Je pense qu’il y a plusieurs freins importants au changement en matière de mobilité : les habitudes prises parfois depuis des décennies d’abord, mais aussi la lourdeur administrative de l’entreprise : le fait que nous soyons soumis aux marchés publics, par exemple, impose une rigidité difficilement compatible avec la diversité actuelle des moyens de transport.

Vers où souhaitez-vous aller en termes de mobilité ?
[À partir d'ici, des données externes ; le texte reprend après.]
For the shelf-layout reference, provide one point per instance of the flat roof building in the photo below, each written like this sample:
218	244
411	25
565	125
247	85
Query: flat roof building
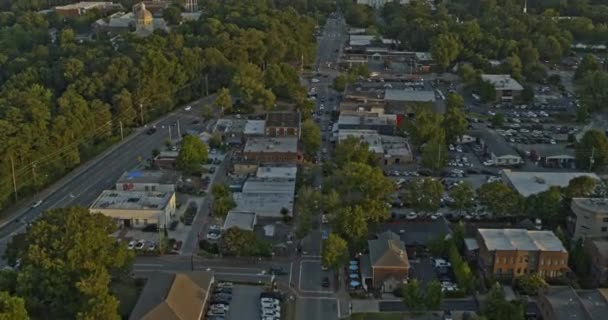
510	253
136	208
528	183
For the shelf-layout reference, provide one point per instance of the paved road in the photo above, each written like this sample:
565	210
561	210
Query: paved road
103	173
Ce que je veux, c’est passer de systèmes monomodaux à une véritable offre de mobilité multimodale, correspondant au profil de chaque utilisateur.trice. En 2020, nous referons une vaste enquête de mobilité et nous testerons différents scénarios de mobilité afin d’en évaluer la pertinence pour telle ou telle catégorie du personnel, ainsi que le coût. Il faut évidemment que nous mettions en place une politique plus volontariste et plus innovante que ce qui existe actuellement, mais pour cela, nous devrons aussi trouver le budget nécessaire – par exemple, en réduisant l’usage, aujourd’hui illimité, des voitures de société ou en limitant les coûts liés au stationnement.
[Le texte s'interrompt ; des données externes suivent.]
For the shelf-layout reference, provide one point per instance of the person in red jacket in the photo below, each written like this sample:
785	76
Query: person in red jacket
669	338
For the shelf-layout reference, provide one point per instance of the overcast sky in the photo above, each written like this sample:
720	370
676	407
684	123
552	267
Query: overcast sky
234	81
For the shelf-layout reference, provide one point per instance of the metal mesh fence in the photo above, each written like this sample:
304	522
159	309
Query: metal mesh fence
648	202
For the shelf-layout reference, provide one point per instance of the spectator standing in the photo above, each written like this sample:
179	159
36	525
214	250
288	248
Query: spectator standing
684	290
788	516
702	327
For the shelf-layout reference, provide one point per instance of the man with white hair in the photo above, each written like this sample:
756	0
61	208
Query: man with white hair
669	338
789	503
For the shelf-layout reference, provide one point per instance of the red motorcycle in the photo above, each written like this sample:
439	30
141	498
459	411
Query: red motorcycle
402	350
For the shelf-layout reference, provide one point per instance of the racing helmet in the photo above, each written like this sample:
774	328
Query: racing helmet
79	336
À la fin 2020, nous préparerons l’appel d’offres visant à doter la RTBF d’un outil intégré nous permettant de gérer cette politique de mobilité multimodale souplement et efficacement –j’imagine d’ailleurs que Modalizy y participera… Si le marché public est passé en 2021, cette nouvelle politique pourrait, dans un scénario optimal, entrer en vigueur dès l’année suivante.

Comment jugez-vous le « budget mobilité » concocté au niveau fédéral ?

Il a le mérite d’exister, après la mesure alambiquée du « cash for car », mais c’est un dispositif très complexe. De manière générale, la fiscalité en matière de transport devrait être simplifiée. Il faut aussi sortir du modèle consacrant la primauté de la voiture de société. Par ailleurs, il est impératif que les pouvoirs publics investissent davantage dans les infrastructures liées au modes de transport alternatifs, comme les pistes cyclables.

Vous-même, est-ce que vous montrez le bon exemple aux salariés de la RTBF ?

(rire) J’habite Alsemberg et je viens régulièrement au travail en vélo électrique ou en empruntant la ligne 26 Hal-Malines de la SNCB – qui n’accuse jamais de retard ! Quand je viens en vélo, cela me met de bonne humeur pour toute la journée : je n’emprunte jamais deux fois le même chemin et puis, je m’arrête fréquemment pour échanger quelques mots avec d’autres personnes.

De manière plus large, la RTBF a-t-elle des indicateurs-clés de performance (KPI) dans le domaine environnemental ?

Oui, absolument. En 2013, nous avions fait réaliser un audit extrêmement détaillé de notre bilan carbone et de notre empreinte écologique. Et, sur cette base, nous avons élaboré un plan d’action sur plusieurs années, incluant évidemment des mesures dans le domaine de la mobilité. Nous referons cet exercice à la fin 2019, en nous focalisant sur trois KPI : la consommation de gaz et d’électricité, les achats de carburant et le volume de déchets. Notre bilan carbone, qui se montait à 50 000 tonnes de CO2 par an lors de l’audit de 2013, a un peu diminué, je pense, mais nous sommes pénalisés par la transition diesel-essence : les véhicules électriques et au gaz naturel que nous avons intégrés à notre flotte ne suffisent pas à compenser le surplus d’essence découlant de la diabolisation du diesel. L’étape suivante que nous visons est la mise en place d’actions de compensation des émissions de CO2.